For example, how would you answer the question, do you have to fight for your country? Nationalists would answer in the affirmative. The reason is that they cherish their native citizens’ lives more than foreigners’ lives. What if you should take from the wealthy to feed the hungry? That would be fine with the Socialists since they value the collective more than a single person.

On the other hand, liberals would say no to both of the questions. The reason is that they believe to value every human experience equally.

These days, liberalism is the main form of humanism.



Starting from the early 1970s, liberalism extends all through the world from North-Western Europe and North America, at first to Asia then to Latin America and, after the destruction of the Soviet Union in 1991, then to Eastern Europe.

Really, there’s no actual substitute to the principle of liberalism nowadays. We work within its parameters. Even the alleged revolutionary movements are truly only advocating more liberalism.

Think of the Occupy Wall Street movement. Protesters grumbled that a few rich people had a major power over the markets. They asked for really free markets. That’s only liberalism by a different name!

However, confronted with more influential technologies, will liberalism be able to endure?


Chapter 6 – Contemporary science threatens liberalism at its core.


We are aware that liberalism is built on valuing human experience and individual liberty. However, how much do we actually understand about ourselves, the individuals? Contemporary science claims that we understand really little. Also, what we do understand barely supports the doctrines of liberalism.

For beginners, freedom is an ordinary illusion.

Liberalism is reliant on the belief of freedom. That’s the notion that individuals’ decisions are not fixed; however, given freely. This is the reason why individual decision (like voting) is seen as important.

But, according to contemporary neuroscience, choices are basically biochemical processes in the brain. These processes are no more the outcome of freedom than digestion or hair growing!

This is proven when we research with “Robo-rats.” When we send signals with implanted electrodes to a certain aspect of a rat’s brain, we can make choices for it. We can the rat to move to the right or left, or maybe jump from a height it wouldn’t usually try.

Aside from that, there’s nothing like “one true self.” This is a crucial notion in liberalism: it depends on the idea that there’s a true individual deep in every one of us.

Contemporary psychology verifies that this is an illusion.

The human brain consist of two hemispheres, left and right, joined by a single neural cable.
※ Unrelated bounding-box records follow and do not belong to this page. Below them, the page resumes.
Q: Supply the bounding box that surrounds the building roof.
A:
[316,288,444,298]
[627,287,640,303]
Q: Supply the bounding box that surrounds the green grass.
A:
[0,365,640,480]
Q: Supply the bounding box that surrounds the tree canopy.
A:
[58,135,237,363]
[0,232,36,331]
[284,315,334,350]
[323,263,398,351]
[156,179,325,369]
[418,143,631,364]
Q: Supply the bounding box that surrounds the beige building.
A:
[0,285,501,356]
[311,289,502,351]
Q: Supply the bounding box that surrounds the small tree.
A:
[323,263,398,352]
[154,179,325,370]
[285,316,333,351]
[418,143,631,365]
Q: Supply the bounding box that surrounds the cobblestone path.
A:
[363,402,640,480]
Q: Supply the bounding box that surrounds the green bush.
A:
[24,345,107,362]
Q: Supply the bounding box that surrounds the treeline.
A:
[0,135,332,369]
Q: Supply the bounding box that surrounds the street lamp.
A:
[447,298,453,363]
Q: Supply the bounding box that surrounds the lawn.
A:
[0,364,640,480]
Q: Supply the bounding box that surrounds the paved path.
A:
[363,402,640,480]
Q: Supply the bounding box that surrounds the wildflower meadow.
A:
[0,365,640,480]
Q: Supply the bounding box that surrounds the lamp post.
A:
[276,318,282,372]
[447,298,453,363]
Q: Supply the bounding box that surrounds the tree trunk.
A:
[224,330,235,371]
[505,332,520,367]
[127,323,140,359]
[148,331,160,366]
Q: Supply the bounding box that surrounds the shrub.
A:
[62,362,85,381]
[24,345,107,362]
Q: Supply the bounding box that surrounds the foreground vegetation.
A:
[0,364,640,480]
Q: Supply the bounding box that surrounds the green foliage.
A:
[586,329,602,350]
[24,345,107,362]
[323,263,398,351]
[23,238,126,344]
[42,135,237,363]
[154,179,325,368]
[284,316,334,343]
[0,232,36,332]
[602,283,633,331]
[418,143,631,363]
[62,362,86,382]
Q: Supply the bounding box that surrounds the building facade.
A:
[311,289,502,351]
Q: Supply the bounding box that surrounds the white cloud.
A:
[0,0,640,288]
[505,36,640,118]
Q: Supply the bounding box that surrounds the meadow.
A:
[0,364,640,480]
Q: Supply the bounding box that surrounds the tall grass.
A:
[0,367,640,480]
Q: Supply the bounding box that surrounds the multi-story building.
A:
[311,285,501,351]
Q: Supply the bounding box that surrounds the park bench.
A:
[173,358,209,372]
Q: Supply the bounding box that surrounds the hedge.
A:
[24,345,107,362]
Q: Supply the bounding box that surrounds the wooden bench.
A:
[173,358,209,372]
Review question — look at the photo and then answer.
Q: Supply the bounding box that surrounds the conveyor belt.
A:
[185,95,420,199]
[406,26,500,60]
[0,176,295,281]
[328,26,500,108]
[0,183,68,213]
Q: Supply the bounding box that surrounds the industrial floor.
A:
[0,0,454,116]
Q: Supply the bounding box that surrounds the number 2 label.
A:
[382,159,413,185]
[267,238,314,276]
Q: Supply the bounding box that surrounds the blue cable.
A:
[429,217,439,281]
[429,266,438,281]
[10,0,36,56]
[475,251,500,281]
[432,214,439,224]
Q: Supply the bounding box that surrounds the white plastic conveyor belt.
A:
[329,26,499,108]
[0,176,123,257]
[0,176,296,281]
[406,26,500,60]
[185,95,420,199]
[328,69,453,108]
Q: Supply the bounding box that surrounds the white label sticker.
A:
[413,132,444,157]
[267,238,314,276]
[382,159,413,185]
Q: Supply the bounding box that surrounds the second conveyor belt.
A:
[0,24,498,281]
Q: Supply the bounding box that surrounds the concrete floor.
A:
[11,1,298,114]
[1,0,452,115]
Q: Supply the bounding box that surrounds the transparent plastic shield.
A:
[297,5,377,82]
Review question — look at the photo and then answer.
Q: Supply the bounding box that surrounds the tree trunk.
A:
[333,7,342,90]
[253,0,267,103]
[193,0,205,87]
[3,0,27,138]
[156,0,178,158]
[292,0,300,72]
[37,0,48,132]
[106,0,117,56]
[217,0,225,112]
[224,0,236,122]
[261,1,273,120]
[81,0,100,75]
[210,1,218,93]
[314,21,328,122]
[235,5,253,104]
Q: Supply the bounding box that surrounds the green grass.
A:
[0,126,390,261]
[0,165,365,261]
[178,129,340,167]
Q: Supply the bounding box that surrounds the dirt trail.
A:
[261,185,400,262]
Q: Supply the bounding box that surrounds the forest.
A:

For you to know how each of it works, psychologists have observed people whose association between the two hemispheres has been detached. As it turns out, the two parts have totally different functions.



Consider the study where a pornographic picture was revealed to the patient’s right hemisphere. They did this by making it noticeable to the patient’s left eye just because the right hemisphere interprets visual signals from the left eye and the other way round.

This is the exciting part. When displayed the picture, the patient gave a shy giggle. However, when she was asked the reason why she laughed, she didn’t have any idea.

Since the left hemisphere, which is in charge of rational descriptions, had not viewed the picture, the patient couldn’t rationally describe her act.

Eventually, the patient did come up with a reason for her laughter, saying that a piece of machinery in the room, which could be viewed by the left hemisphere,  seemed amusing. Amazingly, this occurs to every one of us regularly. Our left hemispheres are always functioning to make sense of incomplete information and to fill in unreliable stories.


Chapter 7 – One day, algorithms and technologies will control lives.


Contemporary science shakes liberalism to its core and makes its philosophical basics unsteady. However, humans are confronted with a more real threat: technology.

Humans are substituted every day by algorithms. The reason is that we want things to be finished very fast, effectively and consistently. This is the reason why computer algorithms are more and more chosen. Consider financial trading. One time the realm of the financier, at the moment it’s controlled by the microchip!

As we make more and more algorithms, it’s reasonable to claim that they’ll take charge ever more human duties.

What will be remaining for humans? Is there any work we do that could not be better accomplished by an algorithm?

The popular illustration here is art. Allegedly art will be human all the time. However, truly algorithms are producing it already.

Think of David Cope’s musical algorithm EMI. Cope is a Professor of Musicology from the University of California, Santa Cruz. His EMI program produced really efficiently that when its Bach-style pieces were listened to by music lovers, they couldn’t tell apart which one was EMI’s pieces and real Bach!



As time goes by, technology will decide more for us. As a matter of fact; already, technologies can observe our bodily data and make choices for us.

Let’s consider a study that was conducted in 2011 by Yale University. Researchers effectively tested an “artificial pancreas” for diabetics. A pump was put to the patient’s stomach, releasing insulin or glucagon anytime its sensors noticed risky blood sugar levels. The patient didn’t have an active role in the process.

Or think of how algorithms influence the manner we share information. Consider the data you share on Facebook: what you’re thinking, what you like, the person you like, the place you’ve been. The more we put in, the better Facebook understands us.

In 2015, Youyou, Kosinski, and Stillwell studied this. They discovered that with 300 “likes,” a Facebook algorithm could expect a subject’s responses to a personality questionnaire better than their partner.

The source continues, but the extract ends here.